Because there was less airtime – most certainly for children who attended school – we were limited to an hour or so before heading out in the morning and after school was broken up between home-work, playing outside until dinner, and playing outside until dark. We really only watched TV for less than three hours on a weekday. When you include the time spent doing same on weekends between the times Mom and Dad had other plans for us cleaning our rooms, playing board games, shopping, visiting family, we may have only caught TV a few more hours Saturday or Sunday. And according to the good folks at ‘Morals R Us’ these hours were eating our brains.
They may have been right. When I add up the activate crunchyroll hours of television available to me they seem disproportionate to the unending number of things I remember watching. School days started with a kids’ variety program called ‘Rocket Ship 7’ hosted by Dave Thomas out of WKBW-TV in Buffalo (interesting trivia note: he is the father of ‘Angel’/’Bones’ TV actor David Boreanaz). Like similar shows being broadcast in that era on stations all across North America, the show featured skits, birthday greetings, puppets, a talking robot, and the latest, cheaply licensed kids fair. We watched the Christian-based ‘Davy & Goliath’ and ‘Gumby’ stop motion animation shows, Looney Tunes, Merry Melodies, ‘Popeye’, ‘The World of Oz’ and occasionally ‘The Three Stooges’ and ‘Little Rascals’ shorts.
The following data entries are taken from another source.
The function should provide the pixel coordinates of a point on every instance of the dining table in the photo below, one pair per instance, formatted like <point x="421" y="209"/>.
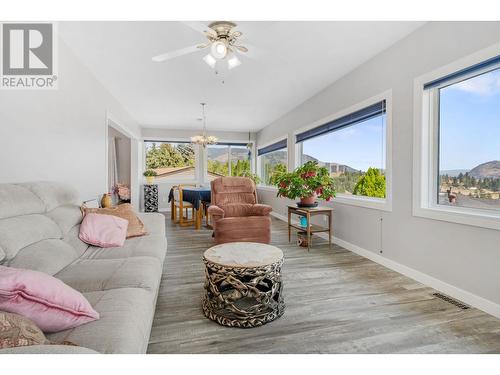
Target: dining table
<point x="199" y="197"/>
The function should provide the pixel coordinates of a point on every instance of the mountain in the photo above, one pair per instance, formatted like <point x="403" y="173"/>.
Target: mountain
<point x="453" y="172"/>
<point x="333" y="167"/>
<point x="490" y="169"/>
<point x="220" y="154"/>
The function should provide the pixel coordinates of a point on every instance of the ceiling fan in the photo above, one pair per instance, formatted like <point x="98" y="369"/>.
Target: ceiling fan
<point x="222" y="40"/>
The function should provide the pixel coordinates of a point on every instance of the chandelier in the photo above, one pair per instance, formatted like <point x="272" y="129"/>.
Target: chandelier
<point x="204" y="139"/>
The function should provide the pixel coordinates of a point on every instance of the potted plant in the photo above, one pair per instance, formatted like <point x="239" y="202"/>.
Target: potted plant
<point x="307" y="182"/>
<point x="150" y="176"/>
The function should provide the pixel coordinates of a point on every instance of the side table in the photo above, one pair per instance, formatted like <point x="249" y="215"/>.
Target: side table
<point x="310" y="228"/>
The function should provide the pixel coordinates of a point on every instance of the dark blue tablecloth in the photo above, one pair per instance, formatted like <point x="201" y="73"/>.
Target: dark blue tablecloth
<point x="193" y="195"/>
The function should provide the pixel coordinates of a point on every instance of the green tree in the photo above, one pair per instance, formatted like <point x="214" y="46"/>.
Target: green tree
<point x="169" y="155"/>
<point x="371" y="184"/>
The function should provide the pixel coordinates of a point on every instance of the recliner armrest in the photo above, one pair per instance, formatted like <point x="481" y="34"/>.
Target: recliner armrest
<point x="216" y="212"/>
<point x="260" y="210"/>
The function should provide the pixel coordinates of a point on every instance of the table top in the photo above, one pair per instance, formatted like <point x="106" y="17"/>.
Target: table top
<point x="243" y="254"/>
<point x="311" y="209"/>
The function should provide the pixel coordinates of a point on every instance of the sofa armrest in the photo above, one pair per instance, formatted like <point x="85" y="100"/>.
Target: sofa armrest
<point x="260" y="210"/>
<point x="215" y="212"/>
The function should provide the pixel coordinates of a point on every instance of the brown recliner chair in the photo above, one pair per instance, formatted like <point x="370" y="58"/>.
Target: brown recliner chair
<point x="236" y="215"/>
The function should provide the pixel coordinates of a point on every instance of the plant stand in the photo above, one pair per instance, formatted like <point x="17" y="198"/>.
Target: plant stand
<point x="310" y="228"/>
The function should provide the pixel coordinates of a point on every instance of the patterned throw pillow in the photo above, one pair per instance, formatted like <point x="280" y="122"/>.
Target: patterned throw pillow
<point x="16" y="330"/>
<point x="125" y="211"/>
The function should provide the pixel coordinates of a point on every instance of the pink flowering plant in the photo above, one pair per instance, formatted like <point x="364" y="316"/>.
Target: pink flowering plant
<point x="306" y="181"/>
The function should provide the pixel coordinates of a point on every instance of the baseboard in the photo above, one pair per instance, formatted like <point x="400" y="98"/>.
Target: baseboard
<point x="473" y="300"/>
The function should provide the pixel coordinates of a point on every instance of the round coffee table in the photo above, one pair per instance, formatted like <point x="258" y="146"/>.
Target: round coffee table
<point x="243" y="286"/>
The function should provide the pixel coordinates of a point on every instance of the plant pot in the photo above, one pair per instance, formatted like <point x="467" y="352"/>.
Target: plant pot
<point x="309" y="200"/>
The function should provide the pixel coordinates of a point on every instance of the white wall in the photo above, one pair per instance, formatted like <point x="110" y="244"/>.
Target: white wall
<point x="123" y="154"/>
<point x="153" y="134"/>
<point x="464" y="256"/>
<point x="59" y="134"/>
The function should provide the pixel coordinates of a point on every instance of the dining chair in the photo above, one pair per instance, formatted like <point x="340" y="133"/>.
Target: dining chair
<point x="183" y="207"/>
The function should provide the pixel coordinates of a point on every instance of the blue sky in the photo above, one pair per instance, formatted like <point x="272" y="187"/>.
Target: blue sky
<point x="470" y="122"/>
<point x="359" y="146"/>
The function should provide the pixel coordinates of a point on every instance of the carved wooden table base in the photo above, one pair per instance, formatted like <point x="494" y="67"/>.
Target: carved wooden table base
<point x="243" y="297"/>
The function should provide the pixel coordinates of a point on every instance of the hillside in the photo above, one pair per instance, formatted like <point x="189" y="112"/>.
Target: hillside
<point x="334" y="167"/>
<point x="490" y="169"/>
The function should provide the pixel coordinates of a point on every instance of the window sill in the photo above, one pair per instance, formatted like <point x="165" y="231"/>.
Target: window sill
<point x="366" y="202"/>
<point x="476" y="218"/>
<point x="274" y="189"/>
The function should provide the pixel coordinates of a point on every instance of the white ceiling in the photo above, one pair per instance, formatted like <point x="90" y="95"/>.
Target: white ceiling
<point x="292" y="61"/>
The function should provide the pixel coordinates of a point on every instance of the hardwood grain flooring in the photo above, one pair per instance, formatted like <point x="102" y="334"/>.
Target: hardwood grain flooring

When we came home for lunch it was a revolving world on either CHCH (out of Hamilton) or CTV (out of Toronto). I recall catching ‘The Flintstones’, ‘Rocket Robin Hood’ and any number of Canadian made game shows starring host Jim Perry – most notably ‘Eye Bet’ and ‘Definition’ – as well as a Canadian children’s variety show called ‘The Uncle Bobby Show’ featuring a cardigan wearing old Brit. After school there was a juggling act of homework, outdoor activities or watching another children’s variety show called ‘Commander Tom’ which was the afternoon version of ‘Rocket Ship 7’ featuring most of the same shows though they also included longer programming with ‘The Addams Family’, ‘The Munsters’ and ‘Batman’.
Saturdays were a barnstorm of Hanna-Barbara cartoons and live-action children’s shows like ‘Scooby-Doo’, ‘Hilarious House of Frightenstein’, ‘H.R. Puffenstuff’, ‘Liddyville’, ‘Get Smart’, ‘The Hudson Brothers’ Razzle Dazzle Show’, ‘The Powder Puff Derby’, ‘The Monkees’, ‘Gidget’, ‘The Brady Bunch’, ‘Gilligan’s Island’, ‘The Wacky Races’, and more Looney Tunes and Merry Melodies than we could ingest.
Evenings brought us sitcoms and dramas: ‘Party Game’, ‘Mary Tyler Moore’, ‘The Carol Burnett Show’, ‘The Trouble With Tracy’, ‘Starsky & Hutch’, ‘Love Boat’, ‘Sanford & Sons’, ‘All In The Family’, ‘Love American Style’, ‘The Dick Van Dyke Show’, ‘Bewitched’, ‘The Dean Martin Roast’, ‘Streets of San Francisco’, and, of course the national standard – ‘Hockey Night In Canada’ on Saturday nights. Sunday was a bit of a drag with mornings filled with religious programming but we usually caught the weekly ‘Movie For A Sunday Afternoon’, ‘The Wonderful World of Disney’, and ‘Mutual of Omaha’s Wild Kingdom’.
Today, TV’s need to fill 24 hours worth of programming – paid or created – means an assembly line of reality based shows, repeats of expensive dramas and syndicated shows from our near past (rather than our distant past… something we have to pay extra for on another set of cable channels). I love having more choices now, but I hunger for the shows that defined my childhood – even if some of them were cheesy as hell and barely hold up to repeat viewings.